I believe there are a few lessons in this story. Lessons about buying unique items and our always changing perception. I was in a second hand store looking for a unique coffee cup of all things. A wide base cup. They look like the one in this picture.
As I am looking through the glassware, I spotted this small piece of pottery placed far back from the edge of the shelf. I saw this view of it, and decided on the spot it was in the budget. I turned it around and there was a similar ornate picture on that side too.
The pottery has a crackle finish, and has “C GOLD SATSUMA” written on red on the bottom. The design looks old, and the crackle finish lends itself to the pot looking old. For a five dollar bill I thought it was a great find.
When I get home I looked up Satsuma on the Internet as I had never heard the word before. Satsuma is an old territory in Japan with quite a colorful history. How I ended up with a piece of pottery from there was a mystery to me.
I decided to look up “C GOLD SATSUMA” and found pages of information about Satsuma pottery. There was nothing about “C GOLD SATSUMA”, however. None of the pictures looked like the little pot resting on the table. On one of the later web pages I found a reference to fake Satsuma pottery once made in China and sold to Europe and United States.
I looked a little closer at my find. Turning the pottery 1/4 turn instead of 1/2 turn I saw this:
This decoration definitely looks Chinese to me. Funny how I missed looking at the whole piece of pottery until it was brought up in the article. How could I not see the other two areas of the pot? From a monetary perspective it is questionable whether I paid too much for this little pot.

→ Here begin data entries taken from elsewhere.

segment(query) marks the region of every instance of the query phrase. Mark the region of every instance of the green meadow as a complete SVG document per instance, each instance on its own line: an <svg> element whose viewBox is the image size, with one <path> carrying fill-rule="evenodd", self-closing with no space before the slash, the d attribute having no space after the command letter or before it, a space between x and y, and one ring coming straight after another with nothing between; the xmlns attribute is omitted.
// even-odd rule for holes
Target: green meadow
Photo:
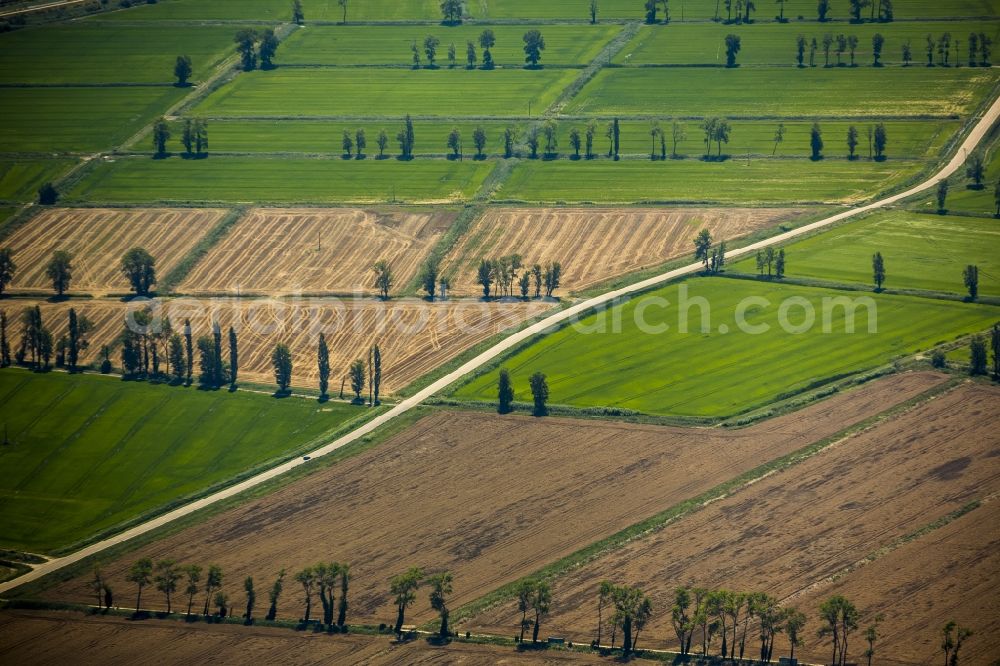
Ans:
<svg viewBox="0 0 1000 666"><path fill-rule="evenodd" d="M0 35L3 83L174 83L180 54L193 82L232 52L235 27L108 26L77 22Z"/></svg>
<svg viewBox="0 0 1000 666"><path fill-rule="evenodd" d="M681 289L687 289L687 301ZM871 298L874 303L874 310L855 310L854 332L845 326L846 309L829 306L831 325L829 332L823 331L823 299L839 296ZM683 332L682 304L698 297L706 307L686 310L689 323ZM755 300L745 300L751 297ZM785 302L792 304L787 330L780 324ZM768 326L767 331L754 334L739 328L741 306L746 325ZM805 329L810 308L815 325ZM873 317L872 311L877 313ZM702 312L709 313L707 321ZM869 332L870 317L877 332ZM519 400L530 401L528 378L542 372L548 378L551 404L722 418L982 330L998 317L1000 308L978 304L697 278L582 319L578 326L538 339L502 365L511 372ZM640 322L645 322L645 330ZM703 323L709 332L702 332ZM656 328L664 325L669 328ZM805 332L789 332L799 326ZM492 370L454 395L495 401L496 382L497 371Z"/></svg>
<svg viewBox="0 0 1000 666"><path fill-rule="evenodd" d="M994 133L997 129L994 128ZM972 182L965 178L965 172L959 171L956 176L949 179L950 189L948 199L945 204L949 211L956 213L971 213L973 215L997 215L996 187L1000 183L1000 139L994 134L993 141L980 149L983 161L986 164L986 178L982 189L970 188ZM919 204L919 208L925 211L937 210L937 199L932 194L924 202Z"/></svg>
<svg viewBox="0 0 1000 666"><path fill-rule="evenodd" d="M672 146L672 121L670 118L622 121L620 124L620 150L626 155L648 155L654 148L650 131L656 126L666 131L667 153ZM503 153L503 133L507 127L517 131L517 145L522 153L527 152L525 145L530 128L539 125L538 121L527 120L415 120L413 122L416 136L417 154L443 154L449 152L447 147L448 134L452 128L457 128L462 136L463 149L466 154L475 152L472 133L477 127L486 132L486 152L493 155ZM570 146L569 134L572 129L586 133L588 121L585 119L563 119L556 123L558 152L562 156L570 156L573 149ZM742 154L751 152L754 155L777 157L802 157L809 153L809 131L811 123L789 121L783 123L785 134L783 141L776 147L774 134L778 127L777 121L732 121L732 137L724 147L726 153ZM870 123L824 122L822 125L824 140L828 147L824 153L829 157L846 157L847 130L855 126L859 132L857 152L862 157L868 156L868 140L865 132ZM923 121L923 120L892 120L885 123L889 137L888 154L890 158L924 159L936 157L944 148L946 142L958 129L955 121ZM398 152L396 133L399 131L399 120L368 120L328 121L328 120L212 120L209 124L209 135L214 152L239 153L329 153L342 152L343 134L352 135L358 129L365 131L368 142L366 152L369 155L378 154L375 143L380 130L385 130L389 136L387 154ZM685 138L677 144L680 155L699 156L704 153L705 144L702 141L703 132L699 123L681 122ZM609 140L606 136L607 123L597 123L594 138L594 151L597 155L606 155ZM182 130L180 122L171 123L171 132L179 137ZM581 138L581 141L584 139ZM176 146L176 141L174 142ZM131 149L149 152L152 138L147 134L138 139ZM583 149L581 148L581 151ZM713 145L712 150L715 150ZM656 155L660 154L659 139L656 139Z"/></svg>
<svg viewBox="0 0 1000 666"><path fill-rule="evenodd" d="M965 294L962 270L979 266L979 293L1000 294L1000 223L988 218L907 211L878 213L785 247L786 275L872 283L872 255L881 252L890 289ZM733 265L756 273L756 259Z"/></svg>
<svg viewBox="0 0 1000 666"><path fill-rule="evenodd" d="M106 150L185 94L173 86L7 88L0 146L7 152Z"/></svg>
<svg viewBox="0 0 1000 666"><path fill-rule="evenodd" d="M343 403L0 371L0 545L48 552L320 441Z"/></svg>
<svg viewBox="0 0 1000 666"><path fill-rule="evenodd" d="M996 75L943 67L602 70L567 113L677 116L948 116L968 113Z"/></svg>
<svg viewBox="0 0 1000 666"><path fill-rule="evenodd" d="M616 64L629 65L676 65L676 64L726 64L725 39L728 34L740 37L740 52L736 61L741 67L754 65L797 65L796 43L799 36L807 40L805 64L809 64L809 45L815 39L818 45L815 55L815 65L823 67L823 36L855 36L858 46L855 51L855 63L861 67L869 67L873 63L872 36L882 35L885 42L882 45L883 65L898 66L903 62L903 45L909 42L912 50L913 66L922 67L926 62L925 45L928 34L937 39L944 33L951 33L961 41L958 49L952 51L949 62L966 66L968 63L969 32L983 32L994 41L1000 38L1000 23L996 21L981 21L956 24L954 21L928 23L864 23L853 24L823 24L823 23L754 23L750 25L724 25L720 23L702 23L684 26L682 30L671 26L643 26L628 44L625 45L614 61ZM964 46L963 46L964 45ZM935 52L934 61L938 61ZM850 52L844 53L841 62L849 66ZM830 50L830 64L837 64L836 45ZM978 64L978 61L977 61Z"/></svg>
<svg viewBox="0 0 1000 666"><path fill-rule="evenodd" d="M641 20L645 13L643 3L635 0L601 0L599 18ZM912 0L897 2L897 18L982 18L993 17L998 7L993 0L952 0L947 3L934 0ZM342 9L336 0L303 0L306 20L340 21ZM735 6L735 3L734 3ZM489 19L567 19L589 21L589 3L580 0L479 0L466 3L466 11L471 18L480 21ZM726 17L725 6L716 0L687 0L671 4L671 18L674 25L683 19L708 19L715 16L716 9L722 18ZM778 8L772 4L761 4L753 17L758 21L773 19ZM813 0L789 0L785 6L785 16L795 20L797 16L812 21L816 19L816 3ZM848 17L846 4L832 3L831 19L845 20ZM101 14L91 20L100 21L203 21L203 20L261 20L288 21L291 19L291 5L286 0L160 0L154 5L139 4L132 9ZM351 21L439 21L441 10L439 0L365 0L352 2L348 8L348 22Z"/></svg>
<svg viewBox="0 0 1000 666"><path fill-rule="evenodd" d="M240 75L199 104L220 117L540 115L576 70L296 69Z"/></svg>
<svg viewBox="0 0 1000 666"><path fill-rule="evenodd" d="M121 158L96 165L66 193L95 202L447 202L470 199L487 161L340 158Z"/></svg>
<svg viewBox="0 0 1000 666"><path fill-rule="evenodd" d="M29 201L38 188L56 180L73 166L72 160L11 159L0 157L0 201Z"/></svg>
<svg viewBox="0 0 1000 666"><path fill-rule="evenodd" d="M457 67L464 68L466 43L475 44L477 64L482 64L479 35L481 25L436 26L305 26L292 33L278 51L281 65L403 65L413 63L412 45L420 49L422 65L428 64L424 39L433 35L438 67L447 68L448 47L455 46ZM600 54L604 45L621 29L620 25L497 25L489 26L496 36L490 50L499 68L524 66L524 41L528 30L540 30L545 38L542 63L546 65L586 65Z"/></svg>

From my perspective, I enjoy looking at this little pot and it is money well spent. When I have a find like this I always wonder about the journey it took, and the stories it could tell me if it could speak. All the way from someones hands in a pottery shop in China to a second hand store, where I found it.
The little pots journey is still not done. There will come a time, when it begins a new chapter in its travels. The little pot will hopefully pass from my care on to someone else, who appreciates the piece of pottery for what it is, and not what it could have been.